E. americanus is known to occur in British Columbia as well as Ontario.

== Lifecycle ==
Most species of thrips have a haplo-diploid reproductive mode and reproduce via arrhenotoky (a form of parthenogenesis). Kreuger et al. (2015) report the mean lifespan of E. americanus to be 10 – 14 days. As a member of the suborder Terebrantia, E. americanus has two larval instars (developmental stages) as well as two pupal instars.

== Habitat and diet ==
E. americanus are leaf dwelling thrips, feeding on both the upper and lower surfaces of leaves (but more commonly on the lower surface). They are highly polyphagous and cause severe damage to foliage that they feed on. As opposed to other species of thrips like the western flower thrip (Frankliniella occidentalis) or tobacco thrips (Thrips tabaci) that pupate in the soil, E. americanus pupates on the aboveground parts of plants. Using their mouthparts to puncture the leaf surface, E. americanus will leave plants with a chlorotic and shrunken appearance. Particulate excreta or frass left on the leaf surface as well as eggs laid in plant tissues are serious threats to the economic value of many ornamental and crop plants. E. americanus is known to feed on about 24 different families of plants.

== Lifecycle and reproduction ==
Most species of thrips have a haplo-diploid reproductive mode and reproduce via arrhenotoky (a form of parthenogenesis). Kreuger et al. (2015) report a mean lifespan of 10 - 14 days. As a species in the order Thysanoptera, E. americanus are hemimetabolous insects, meaning they undergo incomplete metamorphosis and have three distinct life stages: egg, nymph, and adult (also called imago). As a member of the suborder Terebrantia, E. americanus has two nymph instars as well as two pupal instars. E. americanus exhibit assortative mating by body size. Female E. americanus place their eggs into plant tissues with their ovipositor.

=== Mating behaviour ===
Mating begins with initial contact or the precopulatory period and is followed by the male mounting the female. In the case that the male is rejected by the female, she raises her abdomen to drive off the male. The male clasps the females pterothorax (meso- and metathorax) with his legs, twisting his abdomen under hers, then inserts the aedeagus. Copulation lasts about four minutes and requires that the antennae come into contact and that the females back is stroked with the males mesothoracic (hind) legs. Males produce pheromones that appear to induce mating behaviours and that indicate to other males that a female has been previously mated with. E. americanus is one of few species (mostly Dipterans) in which male-produced contact pheromones are known to occur. A pheromone has been identified that likely allows individual E. americanus to distinguish between males and females. Females rarely mate a second time, typically only mating once. Males are known to guard female pupae and mate with them soon after the female ecloses, this is likely due to the strong local mate competition when living in high densities on leaf surfaces.

=== Sex determination ===
E. americanus reproduce via arrhenotoky, meaning fertilized eggs develop into diploid females while unfertilized eggs develop into haploid males. While females tend to mate only once, they are also able to reproduce without mating due to arrhenotoky. The offspring produced without mating will all be haploid males.

== Human impact ==
Many species of thrips are polyphagous and feed extensively on foliage of both crops and ornamental plants, causing millions of USD in crop loss annually. Several behavioural and morphological characteristics of E. americanus make chemical control of the species difficult.
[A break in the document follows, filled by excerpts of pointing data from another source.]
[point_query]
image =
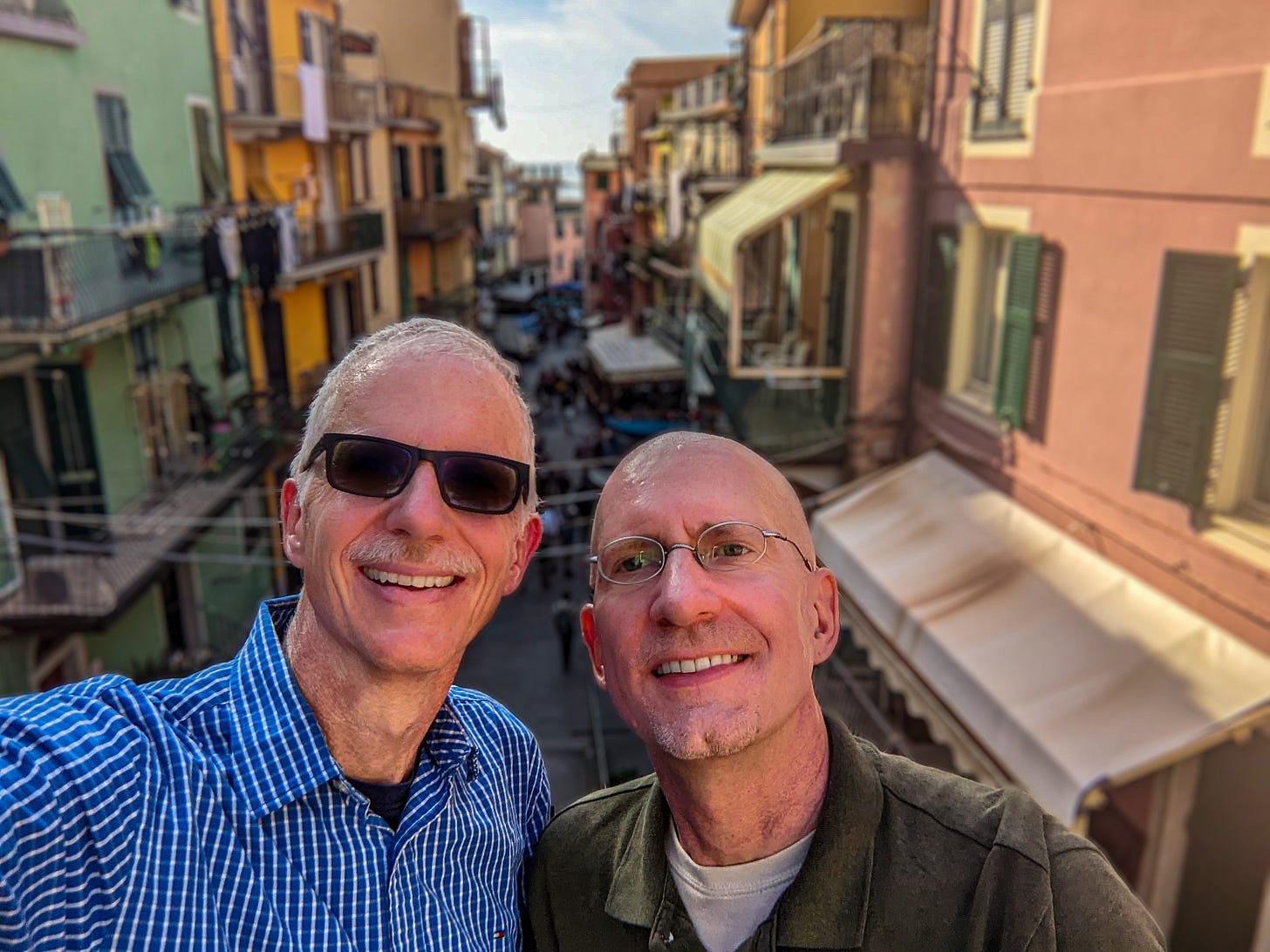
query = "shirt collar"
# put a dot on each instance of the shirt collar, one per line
(280, 751)
(826, 907)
=== Biological control ===
Ghasemzadeh et al. (2017) investigated the potential of phytoseiid predatory mites as a means of biological control to combat E. americanus damage. The mites, supplemented by pollen, were able to significantly reduce juvenile E. americanus populations. Amblyseius swirskii and Euseius ovalis were the most efficient at controlling the juvenile E. americanus populations. Predatory mites have not been documented to consume adult E. americanus, however, so more research into the biological control of this species is needed.